Yes, Baird could have resigned much sooner against Lasker. Yes, White could have captured either Black rook (simplification instead of hunting for mate) and Black is hopelessly lost with just one rook remaining. White's material advantage does allow for free wheeling play.
FTB does teach students "Never resign with your queen still on the board. She is a huge difference maker. Look for back rank mate, battery support mate, or a perpetual check draw. If you cannot win, play for a draw." Of course, we all should resign courteously when down material to a grandmaster.
|Dec-03-19|| ||fredthebear: As far as the Colle System goes, Black certainly does have a handful of useful ways to equalize against it.
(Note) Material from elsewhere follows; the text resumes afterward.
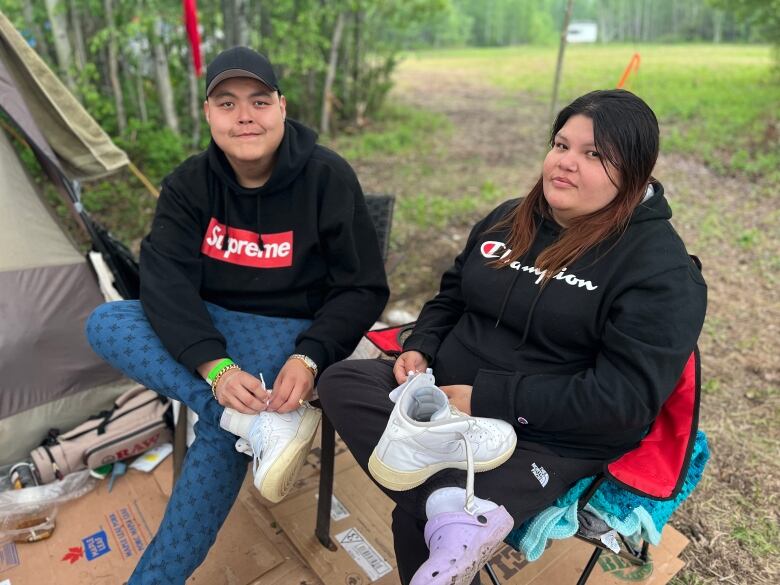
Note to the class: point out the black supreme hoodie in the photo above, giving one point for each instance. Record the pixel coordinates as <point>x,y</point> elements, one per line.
<point>584,363</point>
<point>302,246</point>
However, Black can also equalize against the Queen's Gambit, English Opening, Catalan, etc. as well.|
Perhaps it is easier for Black to achieve and maintain equality against the Colle than some of the others. (Of course, White gets an easy, effortless start; it's a trade-off.) If the kingside assault is neutralized, the Colle player must be able to convert the queenside pawn majority into a passed pawn promotion (but this would apply to other openings as well).
The preference for other White openings is their space, flexibility of operations yielding more creativity, more pressure on the defense. Against the Colle, Black can equalize and then has ways to seek the initiative. Follow <keypusher>'s explanations above to see how.
The Colle 5.c3 System and the Colle 5.b3 System can be recommended to all with no guarantees. Simply, FTB has said this: "I've never got a bad game when I played the Colle. My chances were fairly good." Much the same could be said for other opening systems, such as the London System, Reti, or King's Indian Attack, etc. If thy center holds up, all minor pieces are active, and the king is safely castled to connect the rooks, one can expect to have a fighting chance in the middlegame based upon piece placement ideas without having to know lots of lengthy opening theory.
Does anyone have thoughts on the best (visually appealing, fewest typos and diagram errors) chess E-books?